Characterization

I'm in a fiction writing class in school right now. It's literary fiction, of course, because people at school seem to have a really low opinion of genre fiction. Even though that's where all the fame and money and respect is. If you write literary fiction, you get branded as a hipster.

Anywho, I'm in this literary fiction class, and we're talking about characterization. We've spent so much time talking about it without mentioning the most important aspect of it, in fact, that I think I'm going to flip. It's related to the suggestion that genre fiction doesn't have good characterization, and that makes me upset as well.

I mean, yes, typically everyone in genre fiction (more in fantasy than sci-fi) is based on some kind of trope. But that doesn't mean there's no characterization in the story. It just means most of it is related to inanimate objects.

This is most prevalent in sci-fi, I think. Obvious examples are the Serenity and the starship Enterprise. Obvious examples from Fantasy would be the one ring of power or the Millennium Falcon. In fact, I'd go so far as to say that Sauron's ring has more characterization than pretty much any person or thing in the rest of Middle Earth's lore.
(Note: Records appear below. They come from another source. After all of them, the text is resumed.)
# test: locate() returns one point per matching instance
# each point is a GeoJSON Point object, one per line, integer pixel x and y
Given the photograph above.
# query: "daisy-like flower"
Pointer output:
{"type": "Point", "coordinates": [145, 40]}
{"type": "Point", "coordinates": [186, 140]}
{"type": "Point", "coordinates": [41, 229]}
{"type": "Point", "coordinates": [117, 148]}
So don't tell me that I can't write genre fiction seriously. Don't tell me that "oh, all the characters are so two dimensional." Because my ship is better developed than your entire book. Seriously. I've got blueprints detailed enough to build a scale model of the thing, and pages upon pages of bizarre quirks and flaws that give it it's own personality.

Thoughts? What's your favorite inanimate "character?"